Geslacht van slakken met meer dan 30 soorten uit de familie van de ➛Thiaridae.
Kieuwslakken met spits gedraaide, hoornvormige schelpen met enigszins bolle windingen. Deze hebben vaak een dwars op de winding staande donkere roodbruine tekening. Het topje is vaak afgebroken. Alle soorten hebben een ➛operculum. De kop is slurfvormig, de twee tentakels lang en dun. De voet is vrij klein en bijlvormig met een ronde achterkant.
Vreedzame slakken die overdag voornamelijk in de bodem kruipen en daarmee deze reinigen en gezond houden. 's Avonds kruipen ze naar het wateroppervlak, om bij het licht worden zich weer naar de bodem te laten vallen en daar weer in te kruipen.

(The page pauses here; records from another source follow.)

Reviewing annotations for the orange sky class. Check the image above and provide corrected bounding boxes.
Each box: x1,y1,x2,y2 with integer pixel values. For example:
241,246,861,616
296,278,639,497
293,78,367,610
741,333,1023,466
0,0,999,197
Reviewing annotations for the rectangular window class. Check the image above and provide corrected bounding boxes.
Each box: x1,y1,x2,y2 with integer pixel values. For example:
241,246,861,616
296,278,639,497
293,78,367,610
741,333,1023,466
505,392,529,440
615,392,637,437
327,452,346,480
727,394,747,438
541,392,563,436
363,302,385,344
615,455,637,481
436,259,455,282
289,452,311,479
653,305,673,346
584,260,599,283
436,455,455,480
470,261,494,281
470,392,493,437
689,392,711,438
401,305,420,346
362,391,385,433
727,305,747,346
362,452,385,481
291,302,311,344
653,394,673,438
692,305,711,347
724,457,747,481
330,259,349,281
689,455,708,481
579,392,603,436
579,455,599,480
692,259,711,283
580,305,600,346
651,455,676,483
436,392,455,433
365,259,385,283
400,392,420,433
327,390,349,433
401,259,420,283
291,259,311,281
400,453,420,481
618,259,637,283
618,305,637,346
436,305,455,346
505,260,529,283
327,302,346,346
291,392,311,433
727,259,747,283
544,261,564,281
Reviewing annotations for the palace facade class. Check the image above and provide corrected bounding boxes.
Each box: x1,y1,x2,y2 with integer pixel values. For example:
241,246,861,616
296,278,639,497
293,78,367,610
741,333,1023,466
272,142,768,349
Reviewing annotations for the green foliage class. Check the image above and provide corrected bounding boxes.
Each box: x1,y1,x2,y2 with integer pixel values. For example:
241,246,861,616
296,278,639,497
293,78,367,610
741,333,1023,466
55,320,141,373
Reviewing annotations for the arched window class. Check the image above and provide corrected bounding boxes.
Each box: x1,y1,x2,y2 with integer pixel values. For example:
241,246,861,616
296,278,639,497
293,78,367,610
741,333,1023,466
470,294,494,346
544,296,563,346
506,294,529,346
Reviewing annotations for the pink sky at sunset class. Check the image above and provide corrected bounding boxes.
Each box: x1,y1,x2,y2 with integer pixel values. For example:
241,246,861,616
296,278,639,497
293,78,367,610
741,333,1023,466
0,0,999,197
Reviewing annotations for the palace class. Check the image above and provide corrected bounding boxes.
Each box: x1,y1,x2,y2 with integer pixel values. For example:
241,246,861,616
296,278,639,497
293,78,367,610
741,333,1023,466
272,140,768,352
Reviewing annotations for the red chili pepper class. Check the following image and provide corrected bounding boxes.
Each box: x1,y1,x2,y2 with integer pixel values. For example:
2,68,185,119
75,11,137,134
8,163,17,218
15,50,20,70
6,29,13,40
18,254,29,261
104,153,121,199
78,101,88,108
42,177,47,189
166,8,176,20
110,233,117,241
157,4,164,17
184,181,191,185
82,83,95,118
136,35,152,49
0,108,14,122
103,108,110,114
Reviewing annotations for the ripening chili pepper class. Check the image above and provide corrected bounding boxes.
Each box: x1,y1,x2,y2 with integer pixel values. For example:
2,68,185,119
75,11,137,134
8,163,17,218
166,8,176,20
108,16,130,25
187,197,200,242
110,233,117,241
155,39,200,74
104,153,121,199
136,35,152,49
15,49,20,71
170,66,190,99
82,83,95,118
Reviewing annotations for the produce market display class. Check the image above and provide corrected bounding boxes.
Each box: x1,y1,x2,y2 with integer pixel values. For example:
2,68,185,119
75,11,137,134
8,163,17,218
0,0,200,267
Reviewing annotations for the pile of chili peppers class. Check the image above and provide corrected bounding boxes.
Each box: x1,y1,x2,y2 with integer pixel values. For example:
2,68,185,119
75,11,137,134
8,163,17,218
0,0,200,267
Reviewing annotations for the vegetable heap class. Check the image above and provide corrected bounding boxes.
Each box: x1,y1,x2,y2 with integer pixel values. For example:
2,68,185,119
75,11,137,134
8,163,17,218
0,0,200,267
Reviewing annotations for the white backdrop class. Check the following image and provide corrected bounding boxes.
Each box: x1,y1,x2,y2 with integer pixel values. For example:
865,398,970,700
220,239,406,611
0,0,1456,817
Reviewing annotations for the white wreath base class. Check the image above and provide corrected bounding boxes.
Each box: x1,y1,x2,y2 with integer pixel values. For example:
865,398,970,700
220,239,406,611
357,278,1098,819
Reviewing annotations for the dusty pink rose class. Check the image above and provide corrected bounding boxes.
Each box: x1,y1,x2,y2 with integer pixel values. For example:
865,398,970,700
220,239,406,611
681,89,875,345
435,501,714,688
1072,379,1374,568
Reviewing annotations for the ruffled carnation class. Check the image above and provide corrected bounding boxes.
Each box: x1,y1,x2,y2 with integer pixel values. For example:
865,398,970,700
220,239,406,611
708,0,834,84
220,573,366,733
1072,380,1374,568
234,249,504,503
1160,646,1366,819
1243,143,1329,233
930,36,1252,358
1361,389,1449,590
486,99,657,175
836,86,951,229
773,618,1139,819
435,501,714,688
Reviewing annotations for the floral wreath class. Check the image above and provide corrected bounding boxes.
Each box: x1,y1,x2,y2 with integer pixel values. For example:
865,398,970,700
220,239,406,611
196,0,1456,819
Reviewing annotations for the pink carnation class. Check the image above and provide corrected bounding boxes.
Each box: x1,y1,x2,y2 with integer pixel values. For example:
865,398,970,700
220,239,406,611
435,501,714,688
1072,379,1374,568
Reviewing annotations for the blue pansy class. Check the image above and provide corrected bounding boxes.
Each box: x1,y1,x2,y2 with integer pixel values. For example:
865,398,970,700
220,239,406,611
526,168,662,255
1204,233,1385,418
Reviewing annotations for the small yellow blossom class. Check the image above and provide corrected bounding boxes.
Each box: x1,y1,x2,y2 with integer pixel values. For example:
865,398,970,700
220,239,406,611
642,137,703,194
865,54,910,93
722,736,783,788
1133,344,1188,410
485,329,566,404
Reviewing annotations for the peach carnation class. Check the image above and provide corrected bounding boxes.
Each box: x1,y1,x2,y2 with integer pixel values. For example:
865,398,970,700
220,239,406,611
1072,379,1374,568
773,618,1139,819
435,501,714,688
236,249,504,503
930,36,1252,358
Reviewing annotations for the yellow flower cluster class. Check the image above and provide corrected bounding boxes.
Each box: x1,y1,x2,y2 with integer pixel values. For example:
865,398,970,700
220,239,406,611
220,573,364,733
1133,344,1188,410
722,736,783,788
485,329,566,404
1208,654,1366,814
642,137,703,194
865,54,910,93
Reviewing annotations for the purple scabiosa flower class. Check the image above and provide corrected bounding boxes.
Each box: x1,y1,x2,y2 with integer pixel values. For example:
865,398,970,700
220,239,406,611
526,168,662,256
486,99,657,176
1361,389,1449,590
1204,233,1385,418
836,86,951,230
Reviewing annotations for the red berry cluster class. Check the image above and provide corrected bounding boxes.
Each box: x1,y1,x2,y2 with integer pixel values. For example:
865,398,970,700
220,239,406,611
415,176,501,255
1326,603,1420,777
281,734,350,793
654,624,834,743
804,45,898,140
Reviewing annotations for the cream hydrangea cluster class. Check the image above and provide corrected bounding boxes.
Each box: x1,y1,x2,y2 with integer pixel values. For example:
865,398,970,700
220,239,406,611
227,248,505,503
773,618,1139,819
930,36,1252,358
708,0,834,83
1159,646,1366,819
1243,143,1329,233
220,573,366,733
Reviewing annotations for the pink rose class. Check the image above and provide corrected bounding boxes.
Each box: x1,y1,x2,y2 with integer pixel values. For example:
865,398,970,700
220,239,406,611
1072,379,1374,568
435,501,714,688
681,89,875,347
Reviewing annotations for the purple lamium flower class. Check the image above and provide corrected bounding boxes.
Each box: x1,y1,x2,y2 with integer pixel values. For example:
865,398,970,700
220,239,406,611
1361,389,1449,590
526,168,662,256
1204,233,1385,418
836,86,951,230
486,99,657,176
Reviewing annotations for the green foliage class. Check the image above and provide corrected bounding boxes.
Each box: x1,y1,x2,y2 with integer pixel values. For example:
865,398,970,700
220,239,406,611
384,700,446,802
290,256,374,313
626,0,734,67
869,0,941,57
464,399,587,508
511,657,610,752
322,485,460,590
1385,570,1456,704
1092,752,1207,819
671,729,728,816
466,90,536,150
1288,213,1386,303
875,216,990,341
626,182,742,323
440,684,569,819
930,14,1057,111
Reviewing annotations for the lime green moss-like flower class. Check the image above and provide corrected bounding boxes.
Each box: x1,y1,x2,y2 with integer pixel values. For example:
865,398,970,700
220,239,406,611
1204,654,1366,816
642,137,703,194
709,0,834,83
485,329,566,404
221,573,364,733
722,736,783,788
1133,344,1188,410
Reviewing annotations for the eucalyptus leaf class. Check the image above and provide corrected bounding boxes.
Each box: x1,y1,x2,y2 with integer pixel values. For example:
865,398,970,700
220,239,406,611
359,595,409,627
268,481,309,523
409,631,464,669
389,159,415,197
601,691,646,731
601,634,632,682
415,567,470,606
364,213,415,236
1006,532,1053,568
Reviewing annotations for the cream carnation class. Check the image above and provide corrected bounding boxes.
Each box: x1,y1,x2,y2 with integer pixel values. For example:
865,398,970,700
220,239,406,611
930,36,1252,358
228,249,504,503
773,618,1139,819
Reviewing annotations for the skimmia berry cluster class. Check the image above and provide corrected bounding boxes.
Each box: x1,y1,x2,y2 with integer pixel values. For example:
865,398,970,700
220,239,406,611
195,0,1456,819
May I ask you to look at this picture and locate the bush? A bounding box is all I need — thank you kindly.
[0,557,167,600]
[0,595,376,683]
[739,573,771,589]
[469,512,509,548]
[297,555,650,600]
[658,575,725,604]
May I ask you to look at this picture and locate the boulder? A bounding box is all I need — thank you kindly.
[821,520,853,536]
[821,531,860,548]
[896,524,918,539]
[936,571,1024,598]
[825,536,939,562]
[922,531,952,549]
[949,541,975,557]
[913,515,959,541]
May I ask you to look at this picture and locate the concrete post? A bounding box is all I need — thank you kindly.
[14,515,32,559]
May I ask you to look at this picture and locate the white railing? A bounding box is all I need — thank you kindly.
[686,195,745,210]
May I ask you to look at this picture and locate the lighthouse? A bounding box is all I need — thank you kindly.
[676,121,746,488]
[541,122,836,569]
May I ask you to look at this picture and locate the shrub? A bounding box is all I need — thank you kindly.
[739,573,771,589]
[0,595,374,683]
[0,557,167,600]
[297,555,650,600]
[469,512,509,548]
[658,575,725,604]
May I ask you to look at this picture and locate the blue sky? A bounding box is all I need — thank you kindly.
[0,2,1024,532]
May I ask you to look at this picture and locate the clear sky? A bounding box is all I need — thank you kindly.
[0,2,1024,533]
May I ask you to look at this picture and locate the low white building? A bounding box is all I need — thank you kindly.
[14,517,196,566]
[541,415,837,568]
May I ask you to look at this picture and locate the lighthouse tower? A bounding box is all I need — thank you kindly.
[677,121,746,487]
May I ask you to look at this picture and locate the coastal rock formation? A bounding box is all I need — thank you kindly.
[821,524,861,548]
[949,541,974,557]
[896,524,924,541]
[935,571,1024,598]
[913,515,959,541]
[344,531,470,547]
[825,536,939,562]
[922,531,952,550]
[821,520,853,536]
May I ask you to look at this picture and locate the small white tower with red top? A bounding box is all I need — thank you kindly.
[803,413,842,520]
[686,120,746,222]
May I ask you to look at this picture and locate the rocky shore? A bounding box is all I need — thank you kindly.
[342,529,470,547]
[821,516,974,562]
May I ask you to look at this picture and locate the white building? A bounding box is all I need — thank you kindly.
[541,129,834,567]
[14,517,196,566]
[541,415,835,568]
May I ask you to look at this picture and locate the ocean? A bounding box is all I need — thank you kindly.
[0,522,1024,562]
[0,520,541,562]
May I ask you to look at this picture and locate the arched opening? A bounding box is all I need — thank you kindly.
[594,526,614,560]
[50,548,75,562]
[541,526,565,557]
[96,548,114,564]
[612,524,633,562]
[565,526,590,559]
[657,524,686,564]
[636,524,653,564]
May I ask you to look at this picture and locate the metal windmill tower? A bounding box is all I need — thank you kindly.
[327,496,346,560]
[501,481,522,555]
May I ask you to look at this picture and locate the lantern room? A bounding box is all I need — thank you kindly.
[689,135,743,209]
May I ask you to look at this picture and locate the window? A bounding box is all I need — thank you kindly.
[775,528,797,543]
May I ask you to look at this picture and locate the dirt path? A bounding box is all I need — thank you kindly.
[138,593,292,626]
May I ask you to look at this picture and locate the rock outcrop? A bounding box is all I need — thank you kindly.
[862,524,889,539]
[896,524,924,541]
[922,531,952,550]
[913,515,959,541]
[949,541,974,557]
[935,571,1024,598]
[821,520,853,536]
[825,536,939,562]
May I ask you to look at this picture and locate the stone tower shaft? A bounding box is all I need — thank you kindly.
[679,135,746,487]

De dieren leven van ➛biofilm en algen, die zich op en in de bodem bevinden. De slakken zijn levendbarend en planten zich makkelijk voort, soms zo goed, dat ze door sommigen als een plaag worden opgevat.
Zwarte knobbelhoorn
Deze soort leeft endemisch op de Filipijnen.
Roodbruin tot bijna zwart gekleurde schelp. In de lengterichting van de windingen vele subtiele groefjes in een donkerder kleur. Lichaam bijna zwart met goudkleurige spikkels. De voet is aan de onderkant lichtgrijs.
Lengte tot 30 mm.
Verzorging en gedrag als vermeld bij het geslacht.
Temperatuur: 18 tot 30° C
Slanke knobbelhoorn
Inheems in Noord- en Oost-Afrika tot in Zuidoost-Azië, maar door menselijke invloed is dit naar andere delen in de wereld uitgebreid.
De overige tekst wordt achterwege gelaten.